Franklin was born in Alameda, California to Myles Arthur and Ruth Linn (Houston) Franklin. He received an A.A. degree from the University of California, Berkeley in 1944 and bachelor's degree in 1948. He married Beverly Mattson on November 29, 1949. He earned a Ph.D. from Berkeley in 1953 and a research fellowship at the Department of Terrestrial Magnetism at the Carnegie Institution of Washington from 1954 to 1956. In 1955, Franklin and Dr. Bernard F. Burke were scanning for space signals when they heard a hissing noise. Originally thinking the noise was a passing vehicle's spark plug, they soon traced it to Jupiter, the first noise ever traced to a specific planet. They presented their findings to the American Astronomical Society on April 6, 1955. In March 1956, Franklin's wife, with whom he had two daughters, died. Franklin began working at the Hayden Planetarium the same year. On May 18, 1958, he married Charlotte Walton, who worked at Carnagie in the terrestrial magnetism dept., and later legally adopted a daughter from her previous marriage.
He also specialized in solar eclipses.

==Career==
After the notable discovery of 1955, Franklin was frequently invited as an astronomical expert on television and radio.
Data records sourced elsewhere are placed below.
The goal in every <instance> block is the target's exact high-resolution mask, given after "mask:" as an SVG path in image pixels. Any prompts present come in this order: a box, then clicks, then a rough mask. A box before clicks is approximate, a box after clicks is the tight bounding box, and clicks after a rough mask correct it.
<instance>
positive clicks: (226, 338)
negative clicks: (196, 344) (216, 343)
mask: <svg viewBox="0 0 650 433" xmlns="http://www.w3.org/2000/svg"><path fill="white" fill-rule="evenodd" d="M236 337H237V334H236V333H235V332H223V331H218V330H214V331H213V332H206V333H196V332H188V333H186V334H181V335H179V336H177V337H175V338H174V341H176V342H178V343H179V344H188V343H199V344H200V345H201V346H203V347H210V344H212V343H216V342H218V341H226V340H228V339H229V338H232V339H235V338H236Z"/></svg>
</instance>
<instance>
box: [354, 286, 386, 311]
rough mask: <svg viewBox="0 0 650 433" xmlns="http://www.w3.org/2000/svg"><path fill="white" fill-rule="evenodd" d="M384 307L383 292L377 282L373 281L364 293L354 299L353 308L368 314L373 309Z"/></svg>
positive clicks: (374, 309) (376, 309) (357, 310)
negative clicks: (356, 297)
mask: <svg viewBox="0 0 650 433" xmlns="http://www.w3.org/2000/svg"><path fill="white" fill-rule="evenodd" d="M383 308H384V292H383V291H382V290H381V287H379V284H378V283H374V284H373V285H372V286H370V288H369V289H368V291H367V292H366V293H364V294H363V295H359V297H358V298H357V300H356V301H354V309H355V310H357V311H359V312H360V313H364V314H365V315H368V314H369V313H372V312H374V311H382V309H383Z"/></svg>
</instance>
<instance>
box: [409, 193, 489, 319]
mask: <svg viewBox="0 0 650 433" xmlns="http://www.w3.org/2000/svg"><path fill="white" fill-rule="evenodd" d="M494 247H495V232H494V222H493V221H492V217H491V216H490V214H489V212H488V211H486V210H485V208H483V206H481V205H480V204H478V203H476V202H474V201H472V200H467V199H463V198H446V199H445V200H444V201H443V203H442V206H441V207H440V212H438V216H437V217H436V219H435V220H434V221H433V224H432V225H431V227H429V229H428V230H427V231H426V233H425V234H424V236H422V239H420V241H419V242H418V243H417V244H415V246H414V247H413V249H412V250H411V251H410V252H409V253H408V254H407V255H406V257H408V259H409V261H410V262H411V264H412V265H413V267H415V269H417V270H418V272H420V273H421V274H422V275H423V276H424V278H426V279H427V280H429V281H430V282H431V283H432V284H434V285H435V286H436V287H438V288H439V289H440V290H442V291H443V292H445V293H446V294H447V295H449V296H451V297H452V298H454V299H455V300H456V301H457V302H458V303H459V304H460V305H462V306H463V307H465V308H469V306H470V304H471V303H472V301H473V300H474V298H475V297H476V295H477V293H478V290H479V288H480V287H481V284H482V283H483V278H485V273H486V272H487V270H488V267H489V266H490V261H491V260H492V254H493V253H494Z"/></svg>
He appeared on a CBS Sputnik special in 1957, appeared on CBS for the landing of Surveyor 1 in 1966, and was on NBC for Apollo 8, Apollo 10, and Apollo 11 in 1968 and 1969. He became the astronomy editor for the World Almanac from 1968 to 1996 and was on the editorial panel of Science Digest from 1970 to 1985. From 1973 to 1979, Franklin was the Public Affairs Officer for the American Astronomical Society. He taught at several universities and colleges on the American east coast including New York University, City University of New York, and Cooper Union. He also lectured at Columbia School of Journalism and the United States Military Academy and was an adjunct professor at Rutgers University for three and a half years. Franklin was part of a visiting lecturer program and in 1973 and 1980, he led tours to Africa to observe solar eclipses. Franklin contributed almanac information including the time of sunrise to The New York Times from 1975 to 1997. He also contributed all of the astronomical calculations for the Farmers' Almanac from 1980 to 1992. These were in addition to his regular duties presenting popular planetarium shows from 1956 to 1984 and producing his own radio program.

An asteroid discovered by Edward L. G. Bowell in 1981 was named 2845 Franklinken in Franklin's honor.

Franklin lived in Loveland, Colorado until his death in Boulder from heart surgery complications. He was survived by his wife, three daughters, six grandchildren, and six great-grandchildren.

He was a member of the all-male literary banqueting club the Trap Door Spiders, which served as the basis of Isaac Asimov's fictional group of mystery solvers the Black Widowers.
He was a lifelong friend of Asimov's, & they took several ocean solar eclipse cruises together.
After he retired, he & his wife, Charlotte, whom he met at Carnegie where she also worked, traveled the Americas via Airstream.